Kelsey Nobach worked in Woodland Village Nursing Home Center in Diamondback, MS, as an activities aide until September 2009. She refused to pray the rosary with a Catholic resident during an unscheduled shift, according to court records. The following week she was fired.

Nobach said her supervisor told her “it doesn't matter if its [sic] against your religion, if you refuse it's insubordination,” according to court records. Nobach testified she was raised as a Jehovah's Witness.

Woodland Village sought summary judgment in April on Nobach's claim, noting that Nobach had four previous write-ups. The U.S. District Court, Southern District of Mississippi denied the nursing home's request on Sept. 4.

District Judge Halil Suleyman Ozerden wrote, “even though Plaintiff has failed to specify her religious affiliation or beliefs, she attests that her personal beliefs differ from what Woodland Village required in performing a rosary, and it was for this reason that she was fired. The Court finds that the record evidence is sufficient to create material fact questions with regard to these issues.”
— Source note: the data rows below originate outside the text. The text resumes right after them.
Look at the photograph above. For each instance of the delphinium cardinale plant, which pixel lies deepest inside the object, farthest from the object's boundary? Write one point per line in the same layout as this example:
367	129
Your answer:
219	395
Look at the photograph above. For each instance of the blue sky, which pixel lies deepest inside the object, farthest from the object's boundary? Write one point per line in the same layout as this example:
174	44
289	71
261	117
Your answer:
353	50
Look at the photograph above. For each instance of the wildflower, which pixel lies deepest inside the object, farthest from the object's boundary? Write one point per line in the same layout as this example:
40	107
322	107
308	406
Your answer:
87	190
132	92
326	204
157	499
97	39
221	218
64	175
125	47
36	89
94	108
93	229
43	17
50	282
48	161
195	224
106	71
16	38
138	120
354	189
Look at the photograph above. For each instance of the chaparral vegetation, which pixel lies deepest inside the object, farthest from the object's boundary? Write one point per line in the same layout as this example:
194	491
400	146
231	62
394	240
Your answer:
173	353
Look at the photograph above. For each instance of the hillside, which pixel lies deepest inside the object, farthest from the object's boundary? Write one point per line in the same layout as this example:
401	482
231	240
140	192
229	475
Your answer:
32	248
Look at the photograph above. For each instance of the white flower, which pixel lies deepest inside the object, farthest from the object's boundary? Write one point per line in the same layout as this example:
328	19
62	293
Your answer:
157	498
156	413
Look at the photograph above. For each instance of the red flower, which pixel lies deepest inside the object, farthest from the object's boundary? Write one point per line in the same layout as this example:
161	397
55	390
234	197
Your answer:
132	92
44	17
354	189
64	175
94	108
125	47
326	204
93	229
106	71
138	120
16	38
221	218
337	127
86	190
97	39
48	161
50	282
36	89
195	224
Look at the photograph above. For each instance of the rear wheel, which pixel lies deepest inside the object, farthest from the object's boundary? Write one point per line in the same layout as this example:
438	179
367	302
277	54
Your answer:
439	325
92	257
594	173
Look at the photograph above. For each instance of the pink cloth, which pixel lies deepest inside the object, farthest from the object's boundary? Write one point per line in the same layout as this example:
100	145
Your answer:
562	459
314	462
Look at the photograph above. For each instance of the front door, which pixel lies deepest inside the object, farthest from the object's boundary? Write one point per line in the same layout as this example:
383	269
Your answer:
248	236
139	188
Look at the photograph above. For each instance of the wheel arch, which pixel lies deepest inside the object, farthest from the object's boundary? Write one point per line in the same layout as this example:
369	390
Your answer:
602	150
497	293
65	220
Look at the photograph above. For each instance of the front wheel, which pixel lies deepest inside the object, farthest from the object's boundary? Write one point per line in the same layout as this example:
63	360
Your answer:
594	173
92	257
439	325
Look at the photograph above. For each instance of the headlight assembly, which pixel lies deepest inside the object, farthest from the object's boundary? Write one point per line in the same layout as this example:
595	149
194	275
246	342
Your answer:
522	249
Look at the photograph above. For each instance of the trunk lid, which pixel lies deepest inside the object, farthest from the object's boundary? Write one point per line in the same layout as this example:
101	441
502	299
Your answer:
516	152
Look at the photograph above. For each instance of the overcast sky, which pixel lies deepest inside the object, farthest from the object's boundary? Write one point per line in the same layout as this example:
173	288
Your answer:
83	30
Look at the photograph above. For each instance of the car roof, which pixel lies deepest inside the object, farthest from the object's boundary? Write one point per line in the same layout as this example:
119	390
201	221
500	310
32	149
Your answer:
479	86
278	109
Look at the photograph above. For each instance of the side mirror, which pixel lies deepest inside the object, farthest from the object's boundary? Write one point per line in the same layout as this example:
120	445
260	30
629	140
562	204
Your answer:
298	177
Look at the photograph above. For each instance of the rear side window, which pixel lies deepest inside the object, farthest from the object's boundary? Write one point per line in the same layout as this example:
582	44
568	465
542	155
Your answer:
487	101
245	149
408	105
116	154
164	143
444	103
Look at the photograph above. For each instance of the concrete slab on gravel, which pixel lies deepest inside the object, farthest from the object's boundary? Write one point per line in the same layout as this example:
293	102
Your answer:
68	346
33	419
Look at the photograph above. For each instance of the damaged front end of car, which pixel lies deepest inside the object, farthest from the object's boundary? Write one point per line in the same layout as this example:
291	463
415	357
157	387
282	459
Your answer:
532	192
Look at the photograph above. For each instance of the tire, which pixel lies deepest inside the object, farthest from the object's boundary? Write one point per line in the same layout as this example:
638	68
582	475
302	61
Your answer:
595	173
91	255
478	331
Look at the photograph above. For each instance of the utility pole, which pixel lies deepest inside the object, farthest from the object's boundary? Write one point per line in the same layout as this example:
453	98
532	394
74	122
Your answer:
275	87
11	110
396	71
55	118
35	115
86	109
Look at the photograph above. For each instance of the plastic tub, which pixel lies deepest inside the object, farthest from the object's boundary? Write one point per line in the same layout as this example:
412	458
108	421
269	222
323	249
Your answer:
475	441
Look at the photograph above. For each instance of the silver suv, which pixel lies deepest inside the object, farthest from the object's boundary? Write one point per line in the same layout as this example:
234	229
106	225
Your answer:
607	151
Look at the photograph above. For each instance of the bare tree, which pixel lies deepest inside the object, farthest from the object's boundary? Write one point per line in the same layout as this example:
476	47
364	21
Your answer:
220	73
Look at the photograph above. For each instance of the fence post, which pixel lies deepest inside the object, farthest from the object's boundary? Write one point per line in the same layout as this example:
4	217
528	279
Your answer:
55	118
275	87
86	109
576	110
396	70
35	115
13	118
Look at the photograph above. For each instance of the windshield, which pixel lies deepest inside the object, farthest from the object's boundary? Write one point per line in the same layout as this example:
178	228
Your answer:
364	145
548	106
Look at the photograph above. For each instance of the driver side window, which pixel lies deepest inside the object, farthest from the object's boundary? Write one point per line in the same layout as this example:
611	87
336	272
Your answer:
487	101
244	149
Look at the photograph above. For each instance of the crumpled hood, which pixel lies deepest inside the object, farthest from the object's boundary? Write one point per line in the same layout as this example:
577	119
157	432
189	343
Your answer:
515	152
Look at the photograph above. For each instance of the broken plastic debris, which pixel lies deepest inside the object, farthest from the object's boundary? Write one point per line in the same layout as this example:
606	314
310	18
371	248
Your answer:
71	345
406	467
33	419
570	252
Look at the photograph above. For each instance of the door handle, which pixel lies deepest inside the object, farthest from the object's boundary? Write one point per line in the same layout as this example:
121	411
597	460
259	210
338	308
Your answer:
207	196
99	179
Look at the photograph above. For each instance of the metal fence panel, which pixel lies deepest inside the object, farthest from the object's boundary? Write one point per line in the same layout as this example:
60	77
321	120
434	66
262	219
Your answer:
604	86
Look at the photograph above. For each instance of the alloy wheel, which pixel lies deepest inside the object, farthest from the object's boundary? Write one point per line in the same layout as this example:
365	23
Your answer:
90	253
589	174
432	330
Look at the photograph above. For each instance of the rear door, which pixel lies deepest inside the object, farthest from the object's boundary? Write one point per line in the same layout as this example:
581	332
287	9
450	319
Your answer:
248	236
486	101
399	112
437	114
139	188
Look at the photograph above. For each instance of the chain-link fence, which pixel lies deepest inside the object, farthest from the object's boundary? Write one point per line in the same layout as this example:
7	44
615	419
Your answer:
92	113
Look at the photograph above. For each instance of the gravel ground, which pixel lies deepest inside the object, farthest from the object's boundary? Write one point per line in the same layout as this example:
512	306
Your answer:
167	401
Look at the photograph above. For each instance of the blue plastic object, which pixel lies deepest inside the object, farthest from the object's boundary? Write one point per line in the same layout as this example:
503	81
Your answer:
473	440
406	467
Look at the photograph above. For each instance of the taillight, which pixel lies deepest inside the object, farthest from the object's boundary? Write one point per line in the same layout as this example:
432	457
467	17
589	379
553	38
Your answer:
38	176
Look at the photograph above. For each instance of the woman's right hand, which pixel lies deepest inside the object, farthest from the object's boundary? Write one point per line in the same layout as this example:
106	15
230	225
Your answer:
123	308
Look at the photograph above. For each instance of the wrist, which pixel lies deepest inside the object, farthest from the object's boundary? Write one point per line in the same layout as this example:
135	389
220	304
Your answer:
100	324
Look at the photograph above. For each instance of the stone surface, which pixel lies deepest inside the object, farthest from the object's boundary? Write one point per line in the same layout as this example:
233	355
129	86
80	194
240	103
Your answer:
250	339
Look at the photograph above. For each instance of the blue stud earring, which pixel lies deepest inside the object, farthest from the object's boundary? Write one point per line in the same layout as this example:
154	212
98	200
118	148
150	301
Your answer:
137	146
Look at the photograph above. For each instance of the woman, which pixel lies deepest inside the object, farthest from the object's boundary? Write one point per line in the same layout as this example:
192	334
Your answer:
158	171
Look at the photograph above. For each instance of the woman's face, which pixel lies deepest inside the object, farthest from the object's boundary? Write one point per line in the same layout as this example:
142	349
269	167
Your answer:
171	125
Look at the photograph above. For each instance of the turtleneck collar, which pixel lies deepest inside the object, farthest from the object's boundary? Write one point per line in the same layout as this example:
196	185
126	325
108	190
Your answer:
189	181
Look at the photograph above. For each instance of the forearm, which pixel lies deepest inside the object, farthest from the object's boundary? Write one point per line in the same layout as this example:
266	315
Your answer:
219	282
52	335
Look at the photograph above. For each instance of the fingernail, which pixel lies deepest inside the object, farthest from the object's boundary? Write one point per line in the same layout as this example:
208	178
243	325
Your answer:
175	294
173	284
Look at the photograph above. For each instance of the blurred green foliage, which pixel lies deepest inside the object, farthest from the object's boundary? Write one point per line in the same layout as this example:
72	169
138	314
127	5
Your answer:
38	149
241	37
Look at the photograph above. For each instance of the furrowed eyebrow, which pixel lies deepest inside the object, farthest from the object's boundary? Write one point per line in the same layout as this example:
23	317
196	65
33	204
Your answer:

Woodland Village argued that it would have created an undue hardship to offer an accommodation to Nobach based on her objection to saying the rosary. According to court records, the director of operations at Woodland asserted there was no “reasonably comparable position to which she could have been transferred where conflicts would be less likely to arise.”

But the judge noted that Nobach was called in to work on a Saturday on a different hall than where she normally worked, and questioned whether Woodland Village could make a reasonable accommodation without undue hardship.